Oubliant tout le reste, Aphrodite se jeta sur Darius et fixa la longue cicatrice qui barrait son visage.
— Bon sang, c’est horrible ! Ça te fait très mal ?
Elle retroussa sa manche, exposant la marque des dents de Lucie.
— Tu veux me mordre ? Vas-y si ça peut t’aider. Ça ne me dérange pas.
— Je vais bien, ma beauté, lui assura Darius en lui prenant les mains. Ce n’est qu’une égratignure.
— Qu’est-ce qui s’est passé ?
Au bord des larmes, elle l’entraîna jusqu’au lit qui appartenait autrefois à Lucie.
— Tout va bien, répéta-t-il, ne t’inquiète pas.
Il l’attira sur ses genoux et la serra contre lui. Je perdis ensuite le fil de leur conversation, car…
— Cameron ! s’écria Damien en s’asseyant par terre pour caresser son chat tigré.
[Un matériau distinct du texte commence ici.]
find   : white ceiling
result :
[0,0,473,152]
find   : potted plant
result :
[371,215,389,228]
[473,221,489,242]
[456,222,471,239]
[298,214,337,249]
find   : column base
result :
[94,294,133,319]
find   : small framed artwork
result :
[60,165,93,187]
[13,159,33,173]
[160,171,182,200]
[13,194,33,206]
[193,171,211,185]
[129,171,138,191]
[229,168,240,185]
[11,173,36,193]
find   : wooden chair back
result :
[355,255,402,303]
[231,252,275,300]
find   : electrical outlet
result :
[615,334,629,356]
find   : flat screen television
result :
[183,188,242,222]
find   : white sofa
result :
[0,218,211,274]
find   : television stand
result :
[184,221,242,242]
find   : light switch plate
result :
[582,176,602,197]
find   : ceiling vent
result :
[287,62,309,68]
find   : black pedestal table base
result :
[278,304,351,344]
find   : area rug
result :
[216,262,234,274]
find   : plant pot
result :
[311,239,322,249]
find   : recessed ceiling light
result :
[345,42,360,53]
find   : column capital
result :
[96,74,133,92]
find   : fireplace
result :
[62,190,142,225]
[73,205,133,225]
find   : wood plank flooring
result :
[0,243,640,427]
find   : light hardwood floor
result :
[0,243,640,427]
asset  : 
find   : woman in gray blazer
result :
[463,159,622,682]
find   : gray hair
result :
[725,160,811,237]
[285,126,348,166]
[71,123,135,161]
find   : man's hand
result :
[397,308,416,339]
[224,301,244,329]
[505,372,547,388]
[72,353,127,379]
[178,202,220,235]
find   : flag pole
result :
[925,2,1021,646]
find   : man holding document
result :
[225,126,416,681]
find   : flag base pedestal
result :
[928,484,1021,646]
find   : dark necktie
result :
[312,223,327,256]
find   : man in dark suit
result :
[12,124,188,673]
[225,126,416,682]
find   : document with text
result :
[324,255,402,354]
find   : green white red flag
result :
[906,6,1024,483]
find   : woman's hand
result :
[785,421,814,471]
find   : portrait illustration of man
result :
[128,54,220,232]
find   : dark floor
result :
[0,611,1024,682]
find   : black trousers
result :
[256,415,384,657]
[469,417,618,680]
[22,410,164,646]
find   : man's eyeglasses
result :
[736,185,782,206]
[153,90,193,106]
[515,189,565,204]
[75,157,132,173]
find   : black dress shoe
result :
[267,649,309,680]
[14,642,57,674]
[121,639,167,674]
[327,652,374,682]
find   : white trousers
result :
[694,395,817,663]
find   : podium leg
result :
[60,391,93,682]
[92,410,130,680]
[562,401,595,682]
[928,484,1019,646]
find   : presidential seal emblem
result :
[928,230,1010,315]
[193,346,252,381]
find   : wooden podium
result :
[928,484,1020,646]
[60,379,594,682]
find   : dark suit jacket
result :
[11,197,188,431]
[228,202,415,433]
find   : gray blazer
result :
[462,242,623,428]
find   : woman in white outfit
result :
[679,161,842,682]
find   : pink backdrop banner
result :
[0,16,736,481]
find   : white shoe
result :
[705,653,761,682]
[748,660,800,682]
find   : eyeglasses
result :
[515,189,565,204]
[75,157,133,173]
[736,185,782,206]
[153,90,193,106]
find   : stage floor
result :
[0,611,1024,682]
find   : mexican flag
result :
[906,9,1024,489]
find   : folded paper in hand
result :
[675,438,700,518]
Tu es là ! Je me suis fait tellement de souci pour toi.
— Belzébuth, où diable étais-tu passé ? demanda Shaunee à sa créature démoniaque.
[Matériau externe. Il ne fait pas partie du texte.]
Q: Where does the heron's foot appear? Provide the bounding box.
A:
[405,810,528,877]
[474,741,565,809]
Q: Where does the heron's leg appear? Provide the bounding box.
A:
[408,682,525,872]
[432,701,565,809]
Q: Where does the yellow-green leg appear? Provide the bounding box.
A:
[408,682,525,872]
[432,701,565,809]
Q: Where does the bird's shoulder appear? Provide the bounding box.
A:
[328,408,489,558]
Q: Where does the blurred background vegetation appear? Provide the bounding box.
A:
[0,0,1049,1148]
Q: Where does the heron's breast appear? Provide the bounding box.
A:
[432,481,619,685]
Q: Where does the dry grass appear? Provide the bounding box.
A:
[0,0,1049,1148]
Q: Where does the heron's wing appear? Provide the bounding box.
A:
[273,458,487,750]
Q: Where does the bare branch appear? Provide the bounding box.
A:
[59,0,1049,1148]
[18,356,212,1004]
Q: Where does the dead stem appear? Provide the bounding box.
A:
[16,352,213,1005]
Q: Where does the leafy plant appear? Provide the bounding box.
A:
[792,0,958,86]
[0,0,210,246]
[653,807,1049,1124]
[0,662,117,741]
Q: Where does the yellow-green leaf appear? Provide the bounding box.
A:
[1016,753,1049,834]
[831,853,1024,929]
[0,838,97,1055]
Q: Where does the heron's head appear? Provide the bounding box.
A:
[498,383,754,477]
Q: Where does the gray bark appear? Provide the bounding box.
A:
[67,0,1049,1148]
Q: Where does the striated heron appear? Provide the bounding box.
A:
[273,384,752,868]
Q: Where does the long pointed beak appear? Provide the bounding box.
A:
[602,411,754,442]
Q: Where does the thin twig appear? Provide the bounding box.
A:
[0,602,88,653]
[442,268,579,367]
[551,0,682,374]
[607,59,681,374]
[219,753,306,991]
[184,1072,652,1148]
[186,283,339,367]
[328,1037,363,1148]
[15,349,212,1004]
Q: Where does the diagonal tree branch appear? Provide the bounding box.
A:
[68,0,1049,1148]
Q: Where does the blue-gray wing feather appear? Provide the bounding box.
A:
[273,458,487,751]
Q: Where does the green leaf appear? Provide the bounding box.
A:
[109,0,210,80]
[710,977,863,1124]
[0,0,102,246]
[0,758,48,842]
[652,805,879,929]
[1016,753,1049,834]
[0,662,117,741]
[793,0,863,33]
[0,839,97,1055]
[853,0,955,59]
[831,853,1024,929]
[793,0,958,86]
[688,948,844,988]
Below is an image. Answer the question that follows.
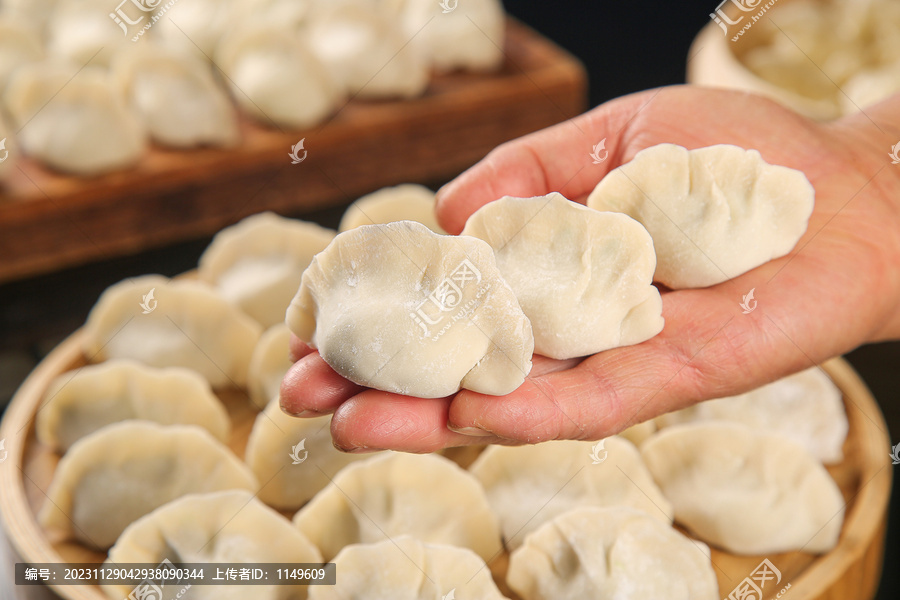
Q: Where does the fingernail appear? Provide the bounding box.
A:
[447,424,494,437]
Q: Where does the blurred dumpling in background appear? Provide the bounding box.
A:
[308,2,431,98]
[0,13,44,95]
[216,25,341,129]
[387,0,506,71]
[199,212,335,328]
[4,61,146,175]
[338,183,447,234]
[112,43,240,148]
[84,275,262,387]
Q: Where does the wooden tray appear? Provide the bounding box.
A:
[0,331,892,600]
[0,21,587,282]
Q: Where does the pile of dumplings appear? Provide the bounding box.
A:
[729,0,900,119]
[28,145,848,600]
[0,0,505,180]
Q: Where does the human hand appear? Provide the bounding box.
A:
[281,87,900,452]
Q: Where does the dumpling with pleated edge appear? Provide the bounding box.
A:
[587,144,815,289]
[3,60,147,175]
[469,436,673,550]
[338,183,447,234]
[83,275,262,387]
[102,490,322,600]
[462,192,663,359]
[506,506,720,600]
[111,43,240,148]
[309,536,506,600]
[244,397,371,510]
[216,23,342,129]
[198,212,335,328]
[287,221,534,398]
[38,421,258,550]
[641,421,844,555]
[294,452,501,561]
[656,367,850,464]
[35,359,231,452]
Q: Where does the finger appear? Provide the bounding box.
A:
[436,90,656,233]
[280,352,365,417]
[331,390,502,453]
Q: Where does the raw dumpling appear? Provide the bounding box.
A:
[587,144,815,289]
[294,452,501,561]
[247,323,294,409]
[308,2,431,98]
[469,437,672,550]
[216,25,341,129]
[38,421,258,550]
[113,43,240,148]
[641,422,844,555]
[4,62,146,175]
[462,192,663,359]
[309,536,505,600]
[199,212,334,328]
[103,490,322,600]
[245,398,371,510]
[657,367,850,464]
[506,507,719,600]
[0,16,44,95]
[84,275,261,387]
[389,0,506,71]
[287,221,534,398]
[338,183,447,234]
[36,360,231,452]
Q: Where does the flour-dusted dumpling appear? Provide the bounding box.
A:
[84,275,262,387]
[389,0,506,71]
[199,212,335,328]
[338,183,446,234]
[294,452,501,561]
[307,2,431,98]
[103,490,320,600]
[247,323,294,408]
[112,43,240,148]
[216,25,341,129]
[469,437,672,550]
[309,536,505,600]
[244,398,371,510]
[462,192,663,359]
[506,507,720,600]
[587,144,815,289]
[287,221,534,398]
[0,13,44,95]
[4,61,146,175]
[641,422,844,554]
[36,360,231,451]
[657,367,850,464]
[38,421,258,550]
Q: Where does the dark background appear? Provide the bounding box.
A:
[0,0,900,600]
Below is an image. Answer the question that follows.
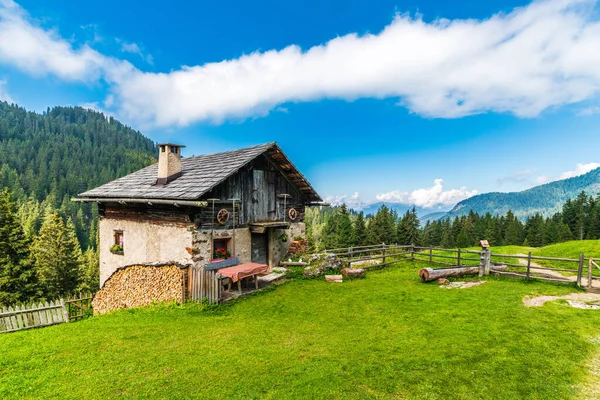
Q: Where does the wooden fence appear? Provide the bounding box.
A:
[0,294,92,333]
[188,266,223,303]
[325,244,600,288]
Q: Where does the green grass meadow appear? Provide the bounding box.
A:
[0,262,600,400]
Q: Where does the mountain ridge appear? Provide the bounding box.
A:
[444,168,600,220]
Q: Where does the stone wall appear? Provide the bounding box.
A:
[99,218,193,286]
[92,264,187,315]
[192,228,252,265]
[269,222,306,268]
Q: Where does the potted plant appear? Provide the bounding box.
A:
[213,247,231,261]
[110,244,123,255]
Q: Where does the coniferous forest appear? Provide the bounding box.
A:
[306,192,600,250]
[0,102,600,306]
[0,102,155,305]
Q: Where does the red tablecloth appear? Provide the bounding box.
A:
[219,263,269,282]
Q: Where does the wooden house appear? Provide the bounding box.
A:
[75,143,322,284]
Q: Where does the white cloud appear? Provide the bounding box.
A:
[0,0,116,81]
[325,192,368,210]
[559,162,600,179]
[0,0,600,126]
[0,79,15,104]
[115,39,154,64]
[577,106,600,117]
[376,179,477,208]
[498,169,534,186]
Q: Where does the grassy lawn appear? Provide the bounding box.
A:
[0,262,600,399]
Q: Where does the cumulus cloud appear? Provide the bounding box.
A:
[0,0,600,126]
[116,39,154,64]
[0,79,15,103]
[0,0,118,81]
[498,169,534,186]
[559,162,600,179]
[376,179,477,208]
[325,192,368,210]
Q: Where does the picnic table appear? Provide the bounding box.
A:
[219,263,269,293]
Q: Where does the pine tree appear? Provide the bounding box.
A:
[367,204,396,244]
[0,189,37,305]
[352,211,367,246]
[337,204,354,247]
[397,207,421,245]
[31,211,81,298]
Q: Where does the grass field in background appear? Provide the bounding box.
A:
[0,262,600,399]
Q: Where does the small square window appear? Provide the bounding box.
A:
[115,231,123,248]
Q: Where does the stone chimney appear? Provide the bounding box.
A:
[156,143,185,185]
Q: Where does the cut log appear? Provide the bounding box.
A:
[325,275,343,283]
[419,265,508,282]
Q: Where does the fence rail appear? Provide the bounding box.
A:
[325,243,600,288]
[189,266,223,303]
[0,294,93,333]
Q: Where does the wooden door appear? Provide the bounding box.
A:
[251,231,269,264]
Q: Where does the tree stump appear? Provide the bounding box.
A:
[340,268,365,279]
— On se disait que tu devais persécuter Maléfique, et en effet, tu es là, et elle aussi, enchaîna Erin.
— Attendez un moment ! lançai-je. Qu’est-ce qu’ils font tous là ?
Avec Nala, blottie sur mon lit, ils étaient huit !
— C’est la raison de ma présence, répondit Aphrodite. Maléfique se comportait de manière très étrange : elle n’arrêtait pas d’entrer et de sortir par sa chatière en
poussant des miaulements insistants. J’ai fini par la suivre, et elle ma conduite jusqu’à ta chambre, où je les ai trouvés. Puis je vous ai entendus. J’ai tout entendu, précisa-t-elle à l’intention des Jumelles, et ne croyez pas un seul instant que mon humanité va m’empêcher de vous botter les fesses !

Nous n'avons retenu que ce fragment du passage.